Hacker News new | ask | show | jobs
by alexatkeplar 3871 days ago
Pub/Sub is pretty meh. The Google Cloud team still don't seem to understand the need for a Kafka-like unified log service, unlike AWS (Kinesis is 2 years old this week) or even IBM Bluemix (who just launched Message Hub, which is true hosted Kafka).
3 comments

Depending on the sort of logging you're looking for, there's a logging API (https://cloud.google.com/logging/docs/api/) and you can also stream to BigQuery.

(Disclaimer: I work on GCP)

This is the best, but I keep thinking that I will no longer need ELK, but still do. Can you create a dashboard system that runs off of bigquery?
One thing you gotta remember is, PubSub charges per volume, regardless of speed (in other words, scaling is free). AWS will charge you varying orders of magnitudes for varying scales, in addition to volume.
What's meh about it versus Kinesis?
Cloud Pub/Sub is really a competitor to Amazon SQS, not Kinesis. It's more helpful to think of Kafka and Kinesis as databases containing first-class, immutable streams; writing to the streams and reading from the streams are completely decoupled, unlike in a traditional pub-sub system. Jay Kreps' blog post explains it better than I can:

https://engineering.linkedin.com/distributed-systems/log-wha...

In my limited Pub/Sub experience, this seems to be how it works. You publish to a topic (an immutable stream), and then create a decoupled subscription that reads messages from the topic. Am I missing something?
I think this sentence [1] helps to explain the difference:

> When you create a subscription, the system establishes a sync point. That is, your subscriber is guaranteed to receive any message published after this point.

[1] https://cloud.google.com/pubsub/subscriber

With Kafka or Kinesis, I can write events to a stream/topic completely independently of any consumer. I can then bring as many consumers online as I want, and they can start processing from the beginning of my stream if they want. If one of my consumers has a bug in it, I can ask it to go back and start again. That's what I mean by an immutable stream in Kafka or Kinesis.

Cloud Pub/Sub engineer here. You can create as many consumers as you want. You can create them offline and bring them up and down whenever you want. Each consumer will receive a full copy of the stream, starting with its sync point (subscriber creation). Each message is delivered, and redelivered, to each consumer until that consumer acks that message.

If I understand your point correctly, the only expectation we haven't matched is the ability to "go back and start again". We hear you.

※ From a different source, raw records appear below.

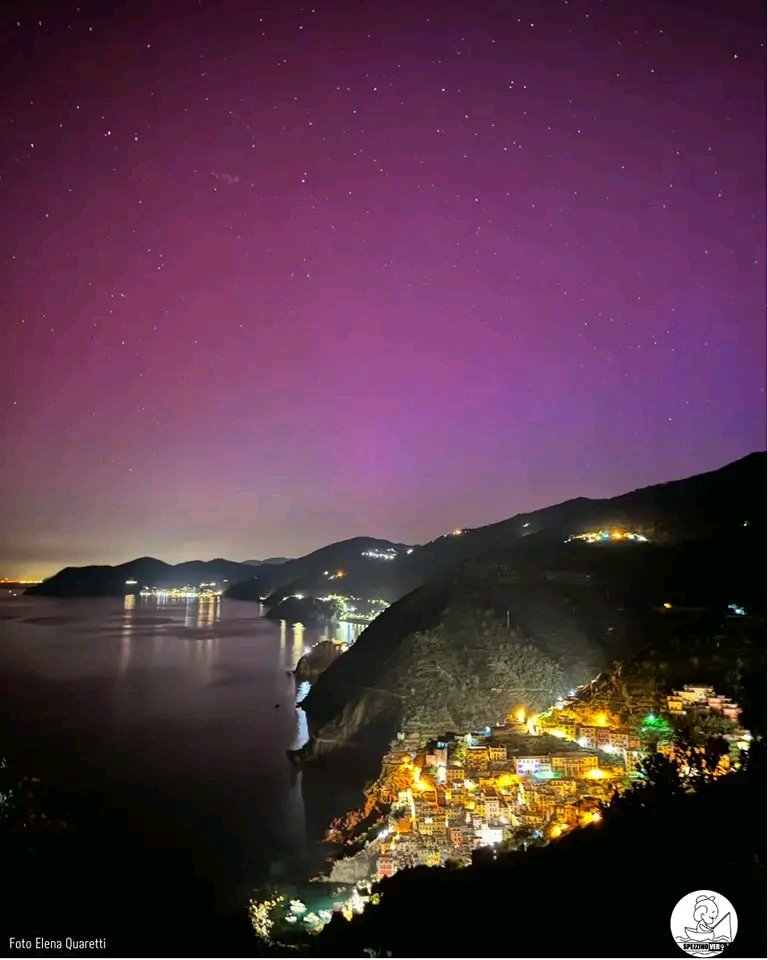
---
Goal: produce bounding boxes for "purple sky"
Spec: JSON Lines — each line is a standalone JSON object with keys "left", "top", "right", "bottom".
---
{"left": 1, "top": 0, "right": 765, "bottom": 578}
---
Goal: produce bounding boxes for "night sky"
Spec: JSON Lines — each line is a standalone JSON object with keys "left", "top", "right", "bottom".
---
{"left": 1, "top": 0, "right": 764, "bottom": 578}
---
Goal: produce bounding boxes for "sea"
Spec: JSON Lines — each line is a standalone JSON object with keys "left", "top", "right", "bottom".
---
{"left": 0, "top": 591, "right": 363, "bottom": 952}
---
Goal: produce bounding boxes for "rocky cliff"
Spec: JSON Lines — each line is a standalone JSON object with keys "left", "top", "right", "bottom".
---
{"left": 294, "top": 641, "right": 344, "bottom": 684}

From your comment it sounds like you haven't used Kinesis or Kafka yourself - rather than take my word for it, I'd suggest your team give both of those platforms a serious try-out to really understand the capability gaps. I'd be surprised if a lot of your [prospective] customers weren't asking for these kinds of unified log capabilities in Cloud Pub/Sub.
I'm not familiar with Kafka

1. Can you direct the consumer to a point in stream? (ideally time based i.e messages from 16 Nov UTC)

2. Can old events be auto removed defined by rules?

I haven't played with kafka in a while, but basically,

1. each group id represents a point in the stream that a consumer is processing off of. You could technically have multiple processes consuming off of a single group id.

2. there was a configuration on time to keep things there as well as space if I remember correctly, but basically, there has to be. There's a pretty hard limit on what all you can store on disk.

edit: changed consumer id to group id. If you want more info, feel free to ping me about the ecosystem

Take a look at PubSub + Google Cloud Dataflow combo.